KommentarDelivery Hero

Übergriffige Minderheitseigner

Um gegen Wettbewerbsrecht zu verstoßen, muss man sich nicht heimlich in Hinterzimmern von Hotels treffen. Auch die Nutzung von Informationen, die man im Aufsichtsrat eines Wettbewerbers erfährt, kann kartellrechtlich mehr als bedenklich sein.

Übergriffige Minderheitseigner

Kartellrecht

Übergriffige Minderheitseigner

Von Detlef Fechtner

Für viele haben Kartelle den Ruch von klandestinen Treffen zwielichtiger Unterhändler in Hinterzimmern von Hotels – mit illustren Codenamen und anschließender Vernichtung aller Papiere. Diese Vorstellungen haben freilich mit der Wirklichkeit so wenig zu tun wie Arztromane mit der Realität des Klinikbetriebs.

Preisabsprachen, darüber können viele Unternehmensjuristen ein Klagelied singen, finden oft statt, ohne dass den beteiligten Managern bewusst wird, dass sie gerade gefährliches wettbewerbsrechtliches Terrain betreten. Etwa beim Gespräch mit dem Vorstand eines Konkurrenten auf einer Fachmesse über steigende Kosten – und was die eigene Firma zu tun gedenkt, um profitabel zu bleiben. Oder auch, wie die aktuelle EU-Kartellentscheidung im Fall Delivery Hero/Glovo dokumentiert, am Rande von Aufsichtsratssitzungen oder Arbeitstreffen auf Fachebene.

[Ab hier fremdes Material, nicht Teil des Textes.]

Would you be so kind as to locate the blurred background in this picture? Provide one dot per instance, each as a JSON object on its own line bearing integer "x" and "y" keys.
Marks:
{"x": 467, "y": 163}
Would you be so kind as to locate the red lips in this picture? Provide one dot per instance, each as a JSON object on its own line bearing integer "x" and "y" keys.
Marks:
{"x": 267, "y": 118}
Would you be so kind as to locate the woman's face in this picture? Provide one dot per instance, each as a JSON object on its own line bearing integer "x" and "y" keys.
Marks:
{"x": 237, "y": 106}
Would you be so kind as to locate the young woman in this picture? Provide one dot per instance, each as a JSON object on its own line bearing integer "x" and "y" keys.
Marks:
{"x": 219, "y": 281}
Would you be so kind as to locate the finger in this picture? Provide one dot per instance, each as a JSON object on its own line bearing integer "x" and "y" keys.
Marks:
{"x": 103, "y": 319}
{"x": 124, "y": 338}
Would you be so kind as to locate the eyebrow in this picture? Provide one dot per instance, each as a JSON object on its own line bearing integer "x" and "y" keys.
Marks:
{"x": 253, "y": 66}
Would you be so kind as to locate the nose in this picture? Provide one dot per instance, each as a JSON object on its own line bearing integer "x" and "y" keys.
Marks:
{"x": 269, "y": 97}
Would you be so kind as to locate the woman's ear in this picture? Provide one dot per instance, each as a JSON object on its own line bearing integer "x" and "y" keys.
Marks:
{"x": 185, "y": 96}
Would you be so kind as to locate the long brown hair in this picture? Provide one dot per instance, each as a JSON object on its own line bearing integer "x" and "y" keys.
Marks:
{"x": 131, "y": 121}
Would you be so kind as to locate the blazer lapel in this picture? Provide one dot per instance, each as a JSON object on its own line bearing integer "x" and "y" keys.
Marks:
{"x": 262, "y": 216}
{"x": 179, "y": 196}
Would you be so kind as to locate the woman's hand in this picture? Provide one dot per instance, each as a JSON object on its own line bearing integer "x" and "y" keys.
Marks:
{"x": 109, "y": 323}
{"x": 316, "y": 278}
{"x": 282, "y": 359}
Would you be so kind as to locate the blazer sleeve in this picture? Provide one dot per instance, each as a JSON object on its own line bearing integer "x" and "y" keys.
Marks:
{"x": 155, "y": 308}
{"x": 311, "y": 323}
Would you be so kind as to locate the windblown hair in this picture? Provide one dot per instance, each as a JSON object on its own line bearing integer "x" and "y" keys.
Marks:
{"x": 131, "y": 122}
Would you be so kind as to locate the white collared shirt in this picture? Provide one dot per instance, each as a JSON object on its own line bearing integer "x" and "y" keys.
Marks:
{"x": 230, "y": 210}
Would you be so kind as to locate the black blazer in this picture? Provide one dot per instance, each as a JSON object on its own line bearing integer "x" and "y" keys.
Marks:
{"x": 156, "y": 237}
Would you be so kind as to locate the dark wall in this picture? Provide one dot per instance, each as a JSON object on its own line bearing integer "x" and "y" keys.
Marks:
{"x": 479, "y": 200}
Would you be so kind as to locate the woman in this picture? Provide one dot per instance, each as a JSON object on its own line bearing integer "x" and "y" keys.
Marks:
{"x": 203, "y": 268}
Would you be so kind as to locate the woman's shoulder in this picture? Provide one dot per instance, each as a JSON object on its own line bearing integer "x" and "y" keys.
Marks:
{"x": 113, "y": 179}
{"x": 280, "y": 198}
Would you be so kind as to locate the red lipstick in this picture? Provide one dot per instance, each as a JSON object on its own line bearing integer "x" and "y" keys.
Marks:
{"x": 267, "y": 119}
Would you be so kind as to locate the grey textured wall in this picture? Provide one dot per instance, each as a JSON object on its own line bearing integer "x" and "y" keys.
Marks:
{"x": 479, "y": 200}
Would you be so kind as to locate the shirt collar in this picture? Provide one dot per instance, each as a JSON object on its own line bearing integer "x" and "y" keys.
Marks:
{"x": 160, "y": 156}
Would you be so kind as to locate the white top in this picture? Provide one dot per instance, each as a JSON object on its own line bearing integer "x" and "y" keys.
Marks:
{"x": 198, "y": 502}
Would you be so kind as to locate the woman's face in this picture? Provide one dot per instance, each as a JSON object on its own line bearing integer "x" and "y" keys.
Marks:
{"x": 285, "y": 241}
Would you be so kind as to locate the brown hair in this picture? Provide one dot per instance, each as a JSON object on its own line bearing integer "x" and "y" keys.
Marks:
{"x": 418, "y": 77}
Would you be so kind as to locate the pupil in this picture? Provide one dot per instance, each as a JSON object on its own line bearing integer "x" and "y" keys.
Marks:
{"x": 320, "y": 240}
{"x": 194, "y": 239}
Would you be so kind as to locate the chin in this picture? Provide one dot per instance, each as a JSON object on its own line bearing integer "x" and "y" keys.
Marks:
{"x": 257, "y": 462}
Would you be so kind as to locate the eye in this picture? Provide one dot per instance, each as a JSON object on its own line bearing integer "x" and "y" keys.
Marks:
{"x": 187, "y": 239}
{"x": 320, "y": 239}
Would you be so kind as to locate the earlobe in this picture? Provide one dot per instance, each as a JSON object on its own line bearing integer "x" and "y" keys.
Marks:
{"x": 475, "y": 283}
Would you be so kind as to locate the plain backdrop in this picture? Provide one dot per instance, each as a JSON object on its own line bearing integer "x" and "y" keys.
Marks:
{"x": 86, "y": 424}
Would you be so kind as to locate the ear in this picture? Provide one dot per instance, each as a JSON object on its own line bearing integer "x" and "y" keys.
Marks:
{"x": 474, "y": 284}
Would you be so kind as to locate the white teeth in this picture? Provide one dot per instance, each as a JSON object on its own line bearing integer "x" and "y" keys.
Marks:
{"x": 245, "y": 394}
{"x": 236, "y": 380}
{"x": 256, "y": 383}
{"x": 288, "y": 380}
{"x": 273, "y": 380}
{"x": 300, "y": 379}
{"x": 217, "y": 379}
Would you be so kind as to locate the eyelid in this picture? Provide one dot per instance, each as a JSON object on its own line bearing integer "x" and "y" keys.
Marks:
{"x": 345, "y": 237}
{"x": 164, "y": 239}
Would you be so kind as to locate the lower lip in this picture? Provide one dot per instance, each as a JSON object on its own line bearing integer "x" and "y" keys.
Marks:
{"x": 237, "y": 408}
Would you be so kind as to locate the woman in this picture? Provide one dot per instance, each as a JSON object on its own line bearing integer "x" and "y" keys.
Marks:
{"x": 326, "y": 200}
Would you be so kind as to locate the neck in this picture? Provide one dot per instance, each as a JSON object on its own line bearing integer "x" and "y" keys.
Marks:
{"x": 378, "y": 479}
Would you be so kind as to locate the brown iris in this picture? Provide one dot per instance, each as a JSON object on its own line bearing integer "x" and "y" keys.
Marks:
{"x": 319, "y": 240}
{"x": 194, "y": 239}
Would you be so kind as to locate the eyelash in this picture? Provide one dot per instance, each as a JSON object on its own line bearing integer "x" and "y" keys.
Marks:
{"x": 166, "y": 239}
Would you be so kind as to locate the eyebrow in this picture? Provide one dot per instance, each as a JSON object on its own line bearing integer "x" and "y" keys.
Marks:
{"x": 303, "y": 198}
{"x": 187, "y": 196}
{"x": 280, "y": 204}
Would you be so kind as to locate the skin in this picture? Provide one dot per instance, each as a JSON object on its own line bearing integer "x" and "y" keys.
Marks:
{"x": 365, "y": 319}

Europas Wettbewerbshüter stellen zu Recht klar, dass kein Unternehmen eine Minderheitsbeteiligung bei einem Wettbewerber nutzen darf, um die daraus automatisch resultierenden, zusätzlichen Informationen über den Konkurrenten für die eigene Geschäftsplanung zu nutzen. Alles andere ist übergriffig. Um es für den konkreten Fall zu formulieren: Bis zur vollständigen Übernahme von Glovo durch Delivery Hero waren beide Firmen Konkurrenten – und mussten sich auch dementsprechend verhalten.

Bemerkenswert ist die Entscheidung zudem, weil sie erstmals der Verabredung, sich gegenseitig keine Beschäftigten abzuwerben, wettbewerbsrechtliche Bedeutung beimisst. Auch das zeigt, wie sich Kartellrecht wandelt. Ermittler beschränken sich längst nicht mehr darauf, Umsatzanteile zusammenzuzählen und auf dieser Basis mögliche Einschränkungen des Wettbewerbs in der Zukunft festzustellen. In Zeiten des Mangels an Fachkräften kann ein beidseitiges Abwerbeverbot dominierende Marktpositionen womöglich wirksamer zementieren als der Zukauf einer weiteren Firma. Es ist absehbar, dass Kartellrechtler künftig noch viel öfter mit der Beurteilung solcher No-Poach-Agreements zu tun haben werden.